La perception des affaires de la cité, varie que l’on soit au pouvoir, ou dans l’opposition.

Une fois au pouvoir, on s’arme des œillères pour éviter d’affronter la vérité, on détourne le regard devant la misère du peuple. Sans rire, la main sur le cœur, on déclare le bilan très positif.

Une fois dans l’opposition, comme un château de cartes, les écailles des yeux tombent, on retrouve sa liberté de ton, très critique, acerbe on serf sur les émotions du même peuple qu’ils ont clochardisé. Par remords ou par compassion pour le peuple que l’on a contribué à précariser, on propose des pistes de solutions, des solutions clés en main que l’on n’a pas pu mettre en place, lorsque l’on exerçait le pouvoir d’Etat.

Pourquoi une telle asymétrie ?

Parce que la vraie lucidité coûte chère, elle isole, fâche et vous sort du cercle. Alors on choisit la demi-lucidité: celle critique sans risque, qui flatte sans honte, qui analyse sans s’impliquer. On devient courageux avec les absents, timides avec les présents. Héroïque avec les morts, tétanisé devant les vivants.

Ils voient la paille dans l’œil de l’adversaire et ignorent la poutre dans le leur. Ils sont d’une lucidité implacable pour analyser l’échec des autres, et d’un aveuglément total sur le leur. Ils sont experts pour diagnostiquer, incapables de s’autopsier.

Lucides hier, amnésiques aujourd’hui*Ils dissèquent avec brio les 40 dernières années, expliquent l’échec des régimes passés, la prédation, le clientélisme, les projets inachevés. Le verbe est chirurgical, le constat est juste, mais interrogez-les sur les trois dernières années, celles où ils sont aux commandes. Soudain, la vue baisse, ils te diront, il faut du temps, l’héritage est lourd, les ennemis bloquent. La lucidité était rétrospective, jamais au présent, elle sert à accuser, jamais à corriger.
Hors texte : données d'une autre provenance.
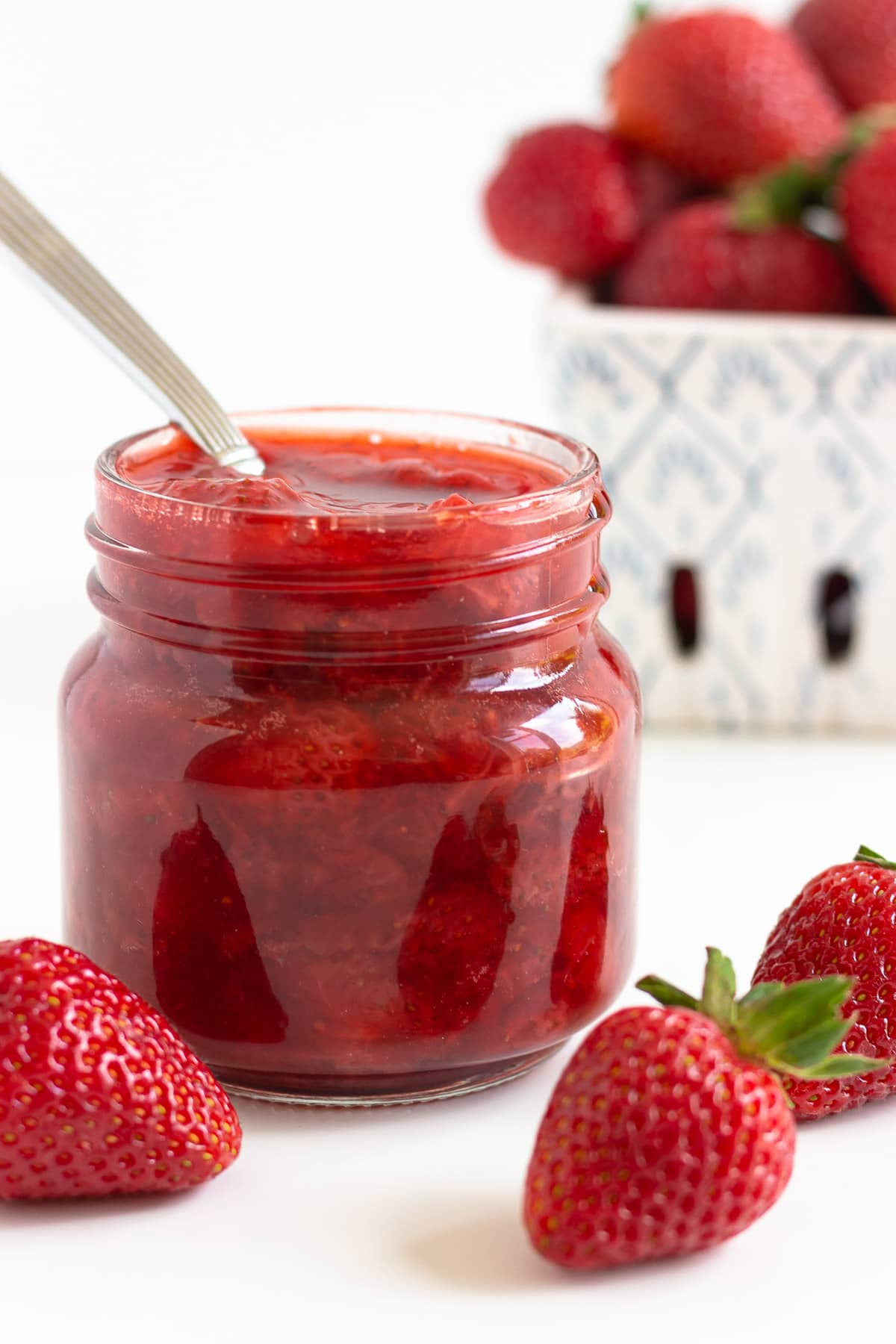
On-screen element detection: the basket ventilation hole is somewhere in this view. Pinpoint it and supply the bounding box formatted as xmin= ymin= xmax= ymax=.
xmin=669 ymin=564 xmax=700 ymax=655
xmin=818 ymin=570 xmax=856 ymax=662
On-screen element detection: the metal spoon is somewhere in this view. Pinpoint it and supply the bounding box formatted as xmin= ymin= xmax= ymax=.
xmin=0 ymin=173 xmax=264 ymax=476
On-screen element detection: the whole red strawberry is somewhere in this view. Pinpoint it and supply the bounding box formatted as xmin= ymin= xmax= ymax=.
xmin=609 ymin=10 xmax=844 ymax=183
xmin=794 ymin=0 xmax=896 ymax=108
xmin=524 ymin=948 xmax=881 ymax=1269
xmin=0 ymin=938 xmax=242 ymax=1199
xmin=485 ymin=122 xmax=656 ymax=279
xmin=753 ymin=848 xmax=896 ymax=1119
xmin=614 ymin=200 xmax=859 ymax=313
xmin=836 ymin=131 xmax=896 ymax=312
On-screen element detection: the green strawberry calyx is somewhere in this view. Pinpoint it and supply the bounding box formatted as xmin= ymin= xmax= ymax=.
xmin=637 ymin=948 xmax=892 ymax=1079
xmin=731 ymin=104 xmax=896 ymax=232
xmin=853 ymin=844 xmax=896 ymax=872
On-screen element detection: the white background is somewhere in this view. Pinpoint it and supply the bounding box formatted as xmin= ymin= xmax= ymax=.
xmin=0 ymin=0 xmax=896 ymax=1344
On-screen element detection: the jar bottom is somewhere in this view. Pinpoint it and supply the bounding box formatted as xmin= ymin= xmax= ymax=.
xmin=212 ymin=1042 xmax=563 ymax=1107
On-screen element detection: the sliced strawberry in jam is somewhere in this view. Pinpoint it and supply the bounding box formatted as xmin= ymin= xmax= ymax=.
xmin=153 ymin=810 xmax=289 ymax=1045
xmin=551 ymin=783 xmax=609 ymax=1008
xmin=184 ymin=696 xmax=376 ymax=789
xmin=398 ymin=800 xmax=518 ymax=1035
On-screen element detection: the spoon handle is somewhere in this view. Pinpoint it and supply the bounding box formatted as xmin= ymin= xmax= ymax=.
xmin=0 ymin=173 xmax=264 ymax=476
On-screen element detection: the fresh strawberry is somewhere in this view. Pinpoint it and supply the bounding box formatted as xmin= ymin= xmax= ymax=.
xmin=614 ymin=200 xmax=859 ymax=313
xmin=524 ymin=948 xmax=869 ymax=1269
xmin=485 ymin=122 xmax=641 ymax=279
xmin=0 ymin=938 xmax=242 ymax=1199
xmin=836 ymin=129 xmax=896 ymax=312
xmin=753 ymin=848 xmax=896 ymax=1119
xmin=609 ymin=10 xmax=844 ymax=183
xmin=792 ymin=0 xmax=896 ymax=108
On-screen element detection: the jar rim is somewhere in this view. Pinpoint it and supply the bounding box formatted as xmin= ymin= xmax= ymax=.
xmin=96 ymin=406 xmax=600 ymax=529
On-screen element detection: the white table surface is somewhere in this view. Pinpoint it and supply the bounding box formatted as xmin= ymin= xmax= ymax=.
xmin=0 ymin=696 xmax=896 ymax=1344
xmin=0 ymin=0 xmax=896 ymax=1328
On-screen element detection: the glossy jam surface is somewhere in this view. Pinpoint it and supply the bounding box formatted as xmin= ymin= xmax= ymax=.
xmin=117 ymin=433 xmax=563 ymax=514
xmin=62 ymin=411 xmax=638 ymax=1101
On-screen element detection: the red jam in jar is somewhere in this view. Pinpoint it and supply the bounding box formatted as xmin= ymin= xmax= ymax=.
xmin=62 ymin=410 xmax=639 ymax=1105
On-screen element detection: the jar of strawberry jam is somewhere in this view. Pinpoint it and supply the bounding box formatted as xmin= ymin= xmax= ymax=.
xmin=62 ymin=410 xmax=639 ymax=1105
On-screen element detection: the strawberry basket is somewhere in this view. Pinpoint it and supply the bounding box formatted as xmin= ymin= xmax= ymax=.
xmin=544 ymin=285 xmax=896 ymax=729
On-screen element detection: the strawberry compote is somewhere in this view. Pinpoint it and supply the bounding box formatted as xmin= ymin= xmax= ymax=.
xmin=62 ymin=410 xmax=639 ymax=1105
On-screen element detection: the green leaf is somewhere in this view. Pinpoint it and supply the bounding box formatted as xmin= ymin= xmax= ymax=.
xmin=635 ymin=976 xmax=700 ymax=1011
xmin=738 ymin=980 xmax=785 ymax=1012
xmin=731 ymin=158 xmax=830 ymax=231
xmin=853 ymin=844 xmax=896 ymax=872
xmin=790 ymin=1055 xmax=893 ymax=1080
xmin=738 ymin=976 xmax=853 ymax=1058
xmin=767 ymin=1018 xmax=856 ymax=1072
xmin=700 ymin=948 xmax=738 ymax=1030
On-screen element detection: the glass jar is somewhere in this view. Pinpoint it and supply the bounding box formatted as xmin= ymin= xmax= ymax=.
xmin=62 ymin=410 xmax=639 ymax=1105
Curieusement, les politiques deviennent aveugles sur leur pays et lucides sur les autres. Ils vont citer le Rwanda pour sa propreté, le Ghana pour sa démocratie, le Maroc pour ses infrastructures. Ils font des missions, des rapports, savent exactement ce qui marche ailleurs. Mais pour l’appliquer chez eux, ils diront que les contextes sont différents, la mentalité n’est pas la même, le peuple n’est pas prêt. La lucidité s’exporte bien, elle s’importe mal. On admire les résultats des autres sans copier leurs sacrifices.

Les politiques gardent leur lucidité lorsqu’il faut déconstruire les petits, mais deviennent complaisants avec les gros. Ils voient vite le détournement d’un chef de service, communiquent sur leur suspension et convoquent la justice. Ils vous diront que la loi est dure, mais c’est la loi. Ils voient flou quand il s’agit d’un ministre, d’un directeur général, d’un parrain. Là, la lucidité devient prudence, il faut des preuves, laissons la justice faire, présomption d’innocence. Deux poids, deux mesures, une justice à deux vitesses, une lucidité à deux foyers.

Lucides en privé, autistes en public, dans les salons douillets, ils savent tout, disent tout. Tel projet est contreproductif, telle nomination est une erreur, on va droit dans le mur. Le diagnostic est parfait, au micro, le discours change. Tout va bien, le cap fixé est maintenu, les résultats sont prévisibles, la lucidité devient loyauté.

On préfère se tromper avec le chef que d’avoir raison contre lui, sinon la lucidité devient trahison.

Conséquence, le pays avance avec un œil ouvert et un œil fermé. Il voit les problèmes, mais refuse de voir ses responsables. Il nomme les symptômes, mais protège la maladie et à force d’une lucidité sélective, on finit dans le déni collectif.

Or un pays ne peut se construire avec des borgnes, il a besoin de dirigeants capables, de retourner le microscope contre eux-mêmes, de dire, là j’ai échoué, là nous devons changer, sans cela, toutes les assises, tous les dialogues, tous les plans ne seront que des exercices d’optique.

Un politique vraiment lucide, c’est celui qui voit clair quand ça fait mal, le reste, c’est du commentaire. Le pays n’a pas besoin de commentateurs, il a plutôt besoin de réparateurs.